B2LiVe, a label-free 1D-NMR method to quantify the binding of amphitropic peptides or proteins to membrane vesicles

Summary: Amphitropic proteins and peptides reversibly partition from solution to membrane, a key process that regulates their functions. Experimental approaches classically used to measure protein partitioning into lipid bilayers, such as fluorescence and circular dichroism, are hardly usable when the peptides or proteins do not exhibit significant polarity and/or conformational changes upon membrane binding. Here, we describe binding to lipid vesicles (B2LiVe), a simple, robust, and widely applicable nuclear magnetic resonance (NMR) method to determine the solution-to-membrane partitioning of unlabeled proteins or peptides. B2LiVe relies on previously described proton 1D-NMR fast-pulsing techniques. Membrane partitioning induces a large line broadening, leading to a loss of protein signals; therefore, the decrease of the NMR signal directly measures the fraction of membrane-bound protein. The method uses low polypeptide concentrations and has been validated on several membrane-interacting polypeptides, ranging from 3 to 54 kDa, with membrane vesicles of different sizes and various lipid compositions.
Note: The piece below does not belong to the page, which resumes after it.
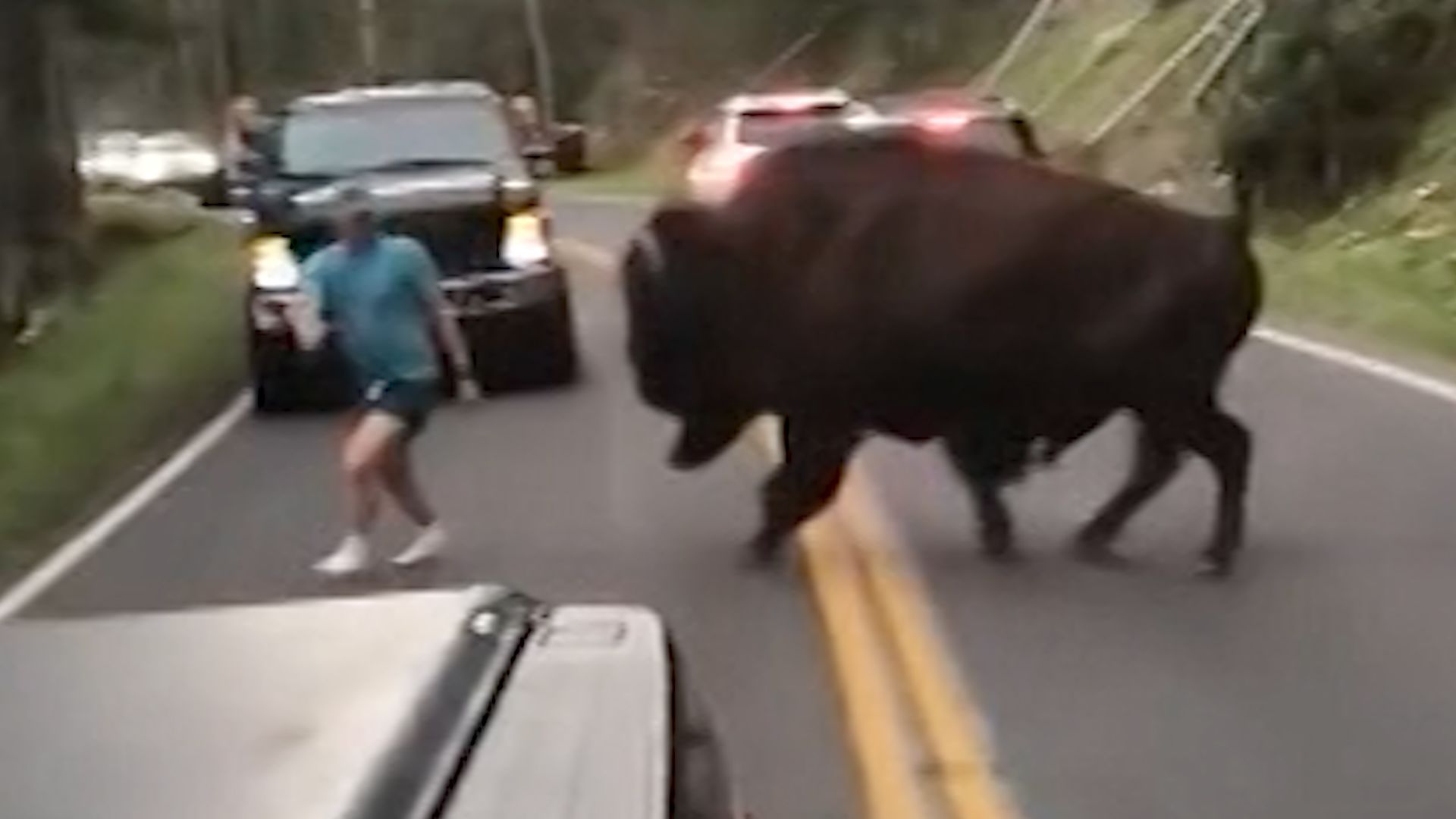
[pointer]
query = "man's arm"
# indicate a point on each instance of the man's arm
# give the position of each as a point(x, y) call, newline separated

Motivation: Characterization of the interaction of peptides and proteins with lipid membranes is relevant for the study of various biological processes and is often challenging for polypeptides, which do not possess intrinsic fluorophores and do not exhibit significant structural content changes, as well as for those characterized by low membrane affinities. To meet these challenges, we have developed a label-free 1D-1H-NMR-based experimental approach, named B2LiVe, to measure the binding of polypeptides to lipid vesicles. B2LiVe complements the arsenal of label-free biophysical assays available to characterize protein-membrane interactions.